"I wonder if he has any plans or if he is, like me, in despair." This is how Santiago, the protagonist of The Old Man and the Sea, Hemingway's famous work, wondered about the swordfish that had finally bitten his hook and was not willing to let go.
Despair is a noun very often linked to the sea that we love so much in the Canary Islands, which has been - and is - for us sustenance and a way to go or return. And, despair is precisely what the one thousand two hundred Canarian families who live from tuna fishing must feel, and to whom the State Government has denied, once again, the possibility of earning the life that their efforts deserve.
Anyone who has had to look for food in the sea every day knows that it is anything but easy work. It is the furthest thing from a gifted and peaceful existence. The one who goes out to sea to work never knows if he will return, or in what conditions. "The sea is sweet and beautiful, but it can be cruel." It is not literature, I wish it were. That harshness, that effort is what appears in Fernando's eyes, what is seen in Manuel's weathered hands and in the stories told by each of the fishermen who, in an artisanal way, continue to go out, when possible, to catch fish in each of the eight islands. In those stories there is only sweat, effort, man in the eternal struggle to get ahead.
It is a repeated reality in the Canary Islands that, however, the Government in office does not seem to understand. It has happened again and it has happened many times. It has happened again and it is not because of ignorance of reality, nor because we have not defended it to exhaustion. But the truth is that, persisting in the error, an unjustified outrage has been committed against the Canarian artisanal fleet, by assigning it the ridiculous amount of 40 more tons of bluefin tuna to fish, having increased this year 570 tons for the entire State and having, a single ship of those who work in the Peninsula, more than double the tons assigned than the 247 ships of the Canarian fleet together. To continue accumulating absurdities, in the same document that the Ministry of Agriculture, Food and Environment sends to the International Commission for the Conservation of Atlantic Tuna (ICCAT) the reduction of the number of Canarian ships from 247 to 108 is promoted, leaving the authorized fleet in less than half. I wonder what idea the Ministry has of what it means for those one thousand two hundred Canarian families that the assigned tuna quota is caught in a few hours, leaving their livelihood suspended and their hopes placed on someone, in Madrid, in Europe, one day reason will dawn and understand that we are not talking about minor things, because survival never is. I keep thinking about what arbitrary criteria their managers may have chosen to decide that, instead of repairing the grievances that have been repeated for years, they are going to multiply them, and with them the despair of people who only want to be able to exercise their trade and support their family in the most dignified way known. With their hands.

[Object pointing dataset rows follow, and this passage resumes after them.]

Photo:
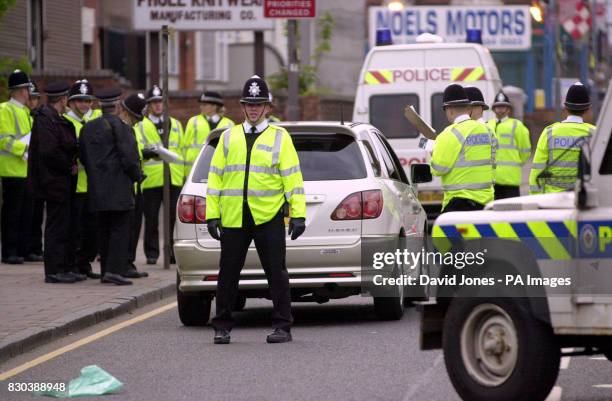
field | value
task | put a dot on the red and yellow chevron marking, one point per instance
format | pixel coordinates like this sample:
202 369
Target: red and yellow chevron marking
375 77
468 74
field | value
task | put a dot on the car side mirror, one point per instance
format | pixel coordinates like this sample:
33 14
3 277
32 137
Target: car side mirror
420 173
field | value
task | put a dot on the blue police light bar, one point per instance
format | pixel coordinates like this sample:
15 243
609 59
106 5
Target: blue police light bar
474 36
383 37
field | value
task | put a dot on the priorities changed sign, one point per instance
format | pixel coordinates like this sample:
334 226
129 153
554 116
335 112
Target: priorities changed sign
197 15
503 27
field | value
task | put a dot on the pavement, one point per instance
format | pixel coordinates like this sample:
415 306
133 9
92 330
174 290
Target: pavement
34 313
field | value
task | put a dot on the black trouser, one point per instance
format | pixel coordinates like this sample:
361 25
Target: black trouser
151 203
114 237
85 234
36 227
15 217
270 243
59 254
462 205
506 191
135 225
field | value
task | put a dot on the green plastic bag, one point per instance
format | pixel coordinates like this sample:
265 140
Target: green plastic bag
93 381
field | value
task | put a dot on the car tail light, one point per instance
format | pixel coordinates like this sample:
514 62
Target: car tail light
360 206
192 209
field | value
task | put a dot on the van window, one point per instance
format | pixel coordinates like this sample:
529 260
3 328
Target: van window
387 114
438 116
322 157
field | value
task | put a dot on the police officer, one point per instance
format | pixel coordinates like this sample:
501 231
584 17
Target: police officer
149 133
109 152
53 175
254 172
555 163
462 156
84 230
198 127
513 148
35 253
15 127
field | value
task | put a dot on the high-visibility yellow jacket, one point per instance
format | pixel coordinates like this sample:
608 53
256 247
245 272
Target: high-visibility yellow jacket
557 152
196 133
147 135
78 124
513 150
15 125
274 177
462 157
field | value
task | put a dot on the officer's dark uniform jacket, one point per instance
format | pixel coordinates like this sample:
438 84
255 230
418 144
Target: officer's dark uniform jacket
109 153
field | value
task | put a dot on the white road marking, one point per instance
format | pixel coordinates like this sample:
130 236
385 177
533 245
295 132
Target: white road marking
555 394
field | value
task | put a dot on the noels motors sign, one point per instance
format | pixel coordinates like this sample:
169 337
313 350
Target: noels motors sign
503 27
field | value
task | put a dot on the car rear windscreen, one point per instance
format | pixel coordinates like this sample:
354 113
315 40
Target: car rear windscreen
322 157
387 114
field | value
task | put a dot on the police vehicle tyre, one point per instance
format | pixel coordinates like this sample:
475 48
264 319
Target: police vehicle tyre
194 309
494 349
240 303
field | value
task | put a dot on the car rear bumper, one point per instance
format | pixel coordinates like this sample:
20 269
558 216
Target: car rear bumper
195 263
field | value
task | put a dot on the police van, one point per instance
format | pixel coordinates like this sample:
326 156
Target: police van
506 344
394 76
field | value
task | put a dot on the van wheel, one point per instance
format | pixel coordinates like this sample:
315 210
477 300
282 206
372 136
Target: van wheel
194 308
240 303
494 349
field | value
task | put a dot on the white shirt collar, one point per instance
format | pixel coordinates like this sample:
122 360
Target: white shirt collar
16 102
259 127
574 119
155 119
461 118
214 118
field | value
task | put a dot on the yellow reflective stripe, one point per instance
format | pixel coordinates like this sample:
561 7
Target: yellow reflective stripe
468 231
548 240
504 230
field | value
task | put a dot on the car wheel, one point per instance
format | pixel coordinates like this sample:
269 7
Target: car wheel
240 303
391 307
494 349
194 308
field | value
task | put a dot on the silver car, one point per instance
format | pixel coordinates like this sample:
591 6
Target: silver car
355 189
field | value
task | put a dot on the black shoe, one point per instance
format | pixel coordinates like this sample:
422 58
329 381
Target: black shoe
33 258
78 276
279 336
133 273
222 336
64 278
13 260
115 279
91 274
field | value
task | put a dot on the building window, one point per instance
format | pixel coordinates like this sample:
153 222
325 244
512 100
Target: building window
36 34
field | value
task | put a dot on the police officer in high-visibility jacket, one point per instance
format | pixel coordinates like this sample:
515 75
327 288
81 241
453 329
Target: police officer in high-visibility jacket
149 133
84 231
15 128
198 127
462 156
555 163
253 174
513 148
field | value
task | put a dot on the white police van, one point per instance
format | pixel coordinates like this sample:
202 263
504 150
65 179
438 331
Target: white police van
507 347
394 76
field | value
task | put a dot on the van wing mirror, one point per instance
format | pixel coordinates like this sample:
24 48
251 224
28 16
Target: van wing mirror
420 173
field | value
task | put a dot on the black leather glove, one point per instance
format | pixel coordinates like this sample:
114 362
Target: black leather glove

In the coming days we will request in Congress the appearance of the acting minister, Isabel García Tejerina. We will have to remind her that among those functions, precisely, is to ensure an equitable distribution of a tuna quota that barely gives for anything, which will be collected in a few hours by artisanal fishermen, who are, specifically, those that ICCAT recommends that should be prioritized in the distribution. Paradoxes of life.
We will arrive, as always, and in support of the Government of the Canary Islands and each of these families, as far as we have to go. The daily effort of that thousand men and women deserves it. Their struggle is also ours.